Mi ha colpito che, tempo fa, abbia tenuto una lactio magistralis alla Luiss sul tema della fragilità. Che cosa è per lei la fragilità?

“Viene vista come una debolezza: io penso che sia anche una forza. Viviamo in una società che vuole solo il successo, solo la vittoria, solo la forza. Ma la fragilità ci permette di vedere meglio il mondo, gli altri, di vederli in modo più profondo. La fragilità è una risorsa”.

Però è meglio anche essere forti. Magari praticando il taekwondo, di cui lei è cintura nera?

“Ahaha! È nato tutto per caso, da un istruttore in palestra che mi ha mostrato alcuni ‘calci’ di questa disciplina coreana, di cui è un appassionato anche il vostro direttore Alan Friedman. È nata, la mia passione, in un momento in cui con le bambine piccole volevo sentirmi più sicura, girando per le strade. E adesso mi sento molto più libera”. 

È una disciplina tutta basata sulle gambe, più che sulle braccia…

“Sì: si danno anche dei piccoli pugni, ma la forza è nel calcio, in quei calci che si danno con la giravolta. È una questione di equilibrio e di concentrazione. Adesso sono diventata cintura nera di questa disciplina. Ma è nato tutto dal pensiero che mi dava attraversare un parco, da sola con le mie bambine”.
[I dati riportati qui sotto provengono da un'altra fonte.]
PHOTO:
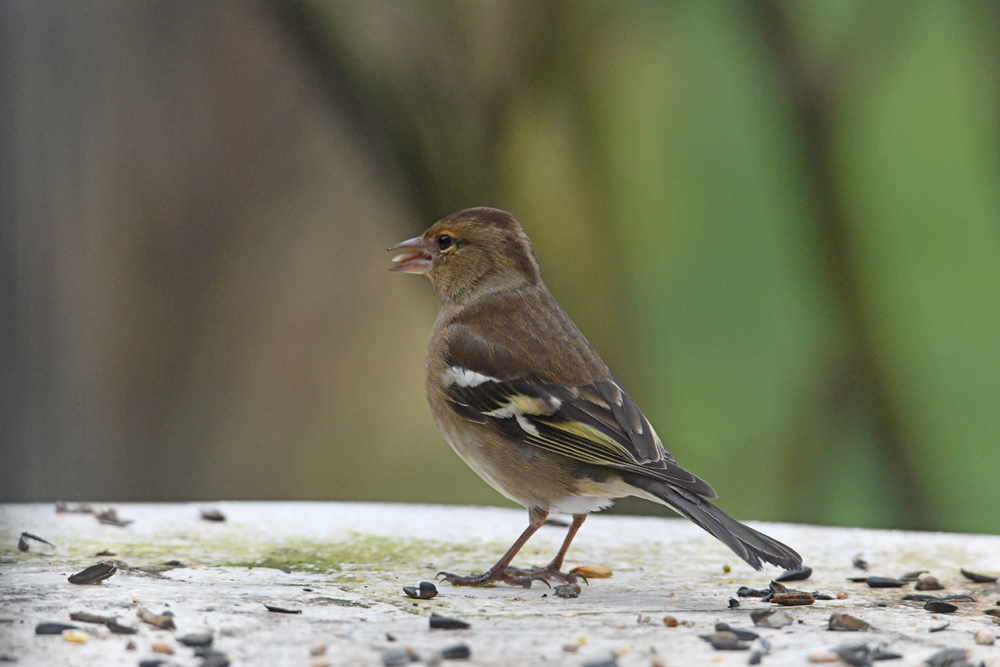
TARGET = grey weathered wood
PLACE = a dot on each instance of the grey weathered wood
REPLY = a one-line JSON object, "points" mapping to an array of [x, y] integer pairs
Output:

A proposito di bambini, lei da tempo lavora con associazioni umanitarie che curano e seguono bambini nel mondo. Quali associazioni?

“Si chiamano Help Code e Action Aid: lavorano su adozioni a distanza, curano l’assistenza sanitaria e l’educazione scolastica di bimbi che vivono in villaggi sperduti nell’Africa. Io stessa sono andata a visitarne alcuni, in Tanzania. Ho toccato con mano la situazione di estrema emergenza in cui vivono quelle popolazioni, con le donne che davvero sono sottomesse, in una società di patriarcato antico ed estremo”.

Parlando delle donne nel cinema, invece, e del loro ruolo, pensa che finalmente si sia raggiunta una parità di genere?

“Finché si parlerà di ‘donna regista’ non si sarà raggiunta una vera parità. Ma si sono fatti passi da gigante: prima c’erano solo Lina Wertmuller e Liliana Cavani, ora ci sono tante registe donne, una delle quali rappresenta il nostro paese agli Oscar, e speriamo che prosegua il più possibile questa fantastica corsa”.

Il prossimo film in cui la vedremo?

“E’ un film dei Manetti Bros. girato in Calabria, U.S. Palmese: uscirà il 20 marzo prossimo. Uno di quei film da cui esci pensando che in fondo la vita potrebbe davvero essere migliore. Per interpretarlo, questi due fratelli pazzi e meravigliosi mi hanno chiesto di recitare in dialetto palmese: non un generico ‘calabrese’, ma proprio il dialetto di Palmi. Spero di esserci riuscita!”. 

Le lingue, in realtà, le padroneggia molto bene: spagnolo, francese, inglese – ne ha dato prova nella serie In the Scratch, per esempio. Ha progetti internazionali in mente?

“Sarebbe il mio sogno. Ho partecipato a qualche film internazionale, come John Wick 2, e lavorando con troupe americane ho notato quanto sia forte il rispetto per gli attori e per il loro lavoro. Anche se fai una cosa piccolissima, la tua professionalità viene notata e rispettata. In Italia a volte ce la metti davvero tutta, cerchi di reinventarti in mille modi, e sembra sempre che tu non abbia fatto niente”.